Holly Verdeyen, director of defined contribution investments at Russell Investments, says where plan advisers can help the client most “depends on the plan sponsor’s starting point.”
One lesson retirement plan service providers learn quickly is that each plan is different—with different demographics, levels of employer commitment and amount of groundwork done. But as Verdeyen observes, keeping fees down is pivotal for all plans.
“Plan governance and plan menu design are also big areas to focus on because good governance is key for proper plan oversight,” she adds, “and plan design drives participant behavior.”
She says advisers should also generally encourage plan sponsor clients to revisit how their participants’ portfolios break down, based on their age, and do a full plan re-enrollment, moving non-responding participants into the plan’s qualified default investment alternative (QDIA), if necessary, she says.
For plan sponsors still unsure about the value of “institutionalizing” their plans, Michael Swann, director of DC strategy for SEI Investments Co., recommends leveraging industry thought leadership to demonstrate how participants’ behavioral tendencies can sabotage their saving habits and how institutionalization could counteract that, increasing the whole retirement program’s effectiveness.
For example, he says, “there have been several studies done that have shown the fewer choices that you offer participants—and just choices in general if you look at behavioral economics—the better decisions people tend to make, from enrolling in the plan to deferring in the plan to how they allocate their money.”
NEXT: Fighting the ‘maintenance mentality’
Swann continues: “With a broader approach and a simplified menu, you might have only two options that are active in U.S. equity—a large cap and maybe a small cap. If you have these two options and they contain both growth and value managers, there’s a lot less temptation to chase performance when you’re only making a strategic decision between two different market caps.”
This simplification—a best practice of institutional plans—encourages participants to think more strategically and longer-term about their allocations, Swann says.
Advisers could also begin with a custom analysis of both replacement income targets and the projected effect on the company’s bottom line if participants need to work past retirement age.
“It really comes down to defining success,” Verdeyen says. Noting that advisers often help their sponsor client define and measure what success means to a plan, she urges them to frame institutionalization as something that can have a measurable improvement on their employees’ ability to successfully retire.
To this end, they can provide data on how institutionalizing the plan can lead to better participant outcomes, in terms of lower fees, improved participant decisionmaking, a more equitable distribution of administrative fees and greater transparency.
Some plan sponsors may just be satisfied with the status quo and resist making this change—either in total or just in part. “Some DC plan sponsors may believe their DC plans are basically good enough,” she says, “and they are content to operate in maintenance mode as opposed to improvement mode. Again, it’s a mindset,” she says.

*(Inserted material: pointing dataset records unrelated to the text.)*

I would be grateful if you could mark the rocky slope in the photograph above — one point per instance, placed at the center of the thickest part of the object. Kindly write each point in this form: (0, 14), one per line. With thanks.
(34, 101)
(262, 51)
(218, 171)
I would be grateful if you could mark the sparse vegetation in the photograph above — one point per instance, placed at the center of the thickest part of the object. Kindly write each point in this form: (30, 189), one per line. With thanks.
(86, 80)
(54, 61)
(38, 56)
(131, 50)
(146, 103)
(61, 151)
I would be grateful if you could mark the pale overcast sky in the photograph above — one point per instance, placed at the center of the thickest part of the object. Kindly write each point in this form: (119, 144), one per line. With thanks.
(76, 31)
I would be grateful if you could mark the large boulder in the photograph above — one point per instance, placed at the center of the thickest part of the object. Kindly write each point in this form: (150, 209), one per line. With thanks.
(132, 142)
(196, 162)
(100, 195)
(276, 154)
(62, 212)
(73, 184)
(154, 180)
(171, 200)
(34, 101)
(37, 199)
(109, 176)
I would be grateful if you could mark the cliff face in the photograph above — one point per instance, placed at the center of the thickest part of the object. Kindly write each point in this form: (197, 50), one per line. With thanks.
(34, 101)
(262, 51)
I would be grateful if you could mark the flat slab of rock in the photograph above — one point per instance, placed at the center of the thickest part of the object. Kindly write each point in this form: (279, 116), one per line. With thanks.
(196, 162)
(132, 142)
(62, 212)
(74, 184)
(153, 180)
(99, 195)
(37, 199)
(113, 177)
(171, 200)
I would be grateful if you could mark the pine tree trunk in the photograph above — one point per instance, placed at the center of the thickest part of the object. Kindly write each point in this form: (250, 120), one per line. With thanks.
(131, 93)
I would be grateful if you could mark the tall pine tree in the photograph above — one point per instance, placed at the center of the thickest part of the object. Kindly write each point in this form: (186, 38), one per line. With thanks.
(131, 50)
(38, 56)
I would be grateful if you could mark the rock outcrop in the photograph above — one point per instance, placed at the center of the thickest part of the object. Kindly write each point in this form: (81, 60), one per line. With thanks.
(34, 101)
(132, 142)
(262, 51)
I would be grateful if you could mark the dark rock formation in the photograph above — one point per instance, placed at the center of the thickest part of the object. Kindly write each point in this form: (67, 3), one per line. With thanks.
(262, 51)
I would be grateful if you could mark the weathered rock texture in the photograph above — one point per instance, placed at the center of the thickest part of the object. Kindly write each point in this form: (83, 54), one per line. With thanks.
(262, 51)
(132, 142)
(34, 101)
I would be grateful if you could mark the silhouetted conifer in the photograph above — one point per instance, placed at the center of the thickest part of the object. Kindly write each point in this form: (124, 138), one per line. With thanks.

For the rest, Verdeyen warns against “the maintenance mentality,” wherein plan sponsors will focus on just maintaining changes made so far. “Advisers should encourage their clients to not lose sight of the more strategic decisions, like plan menu design, qualified default investment alternative [QDIA] selection and plan mapping decisions, which can really move the dial when it comes to participant retirement readiness,” she says.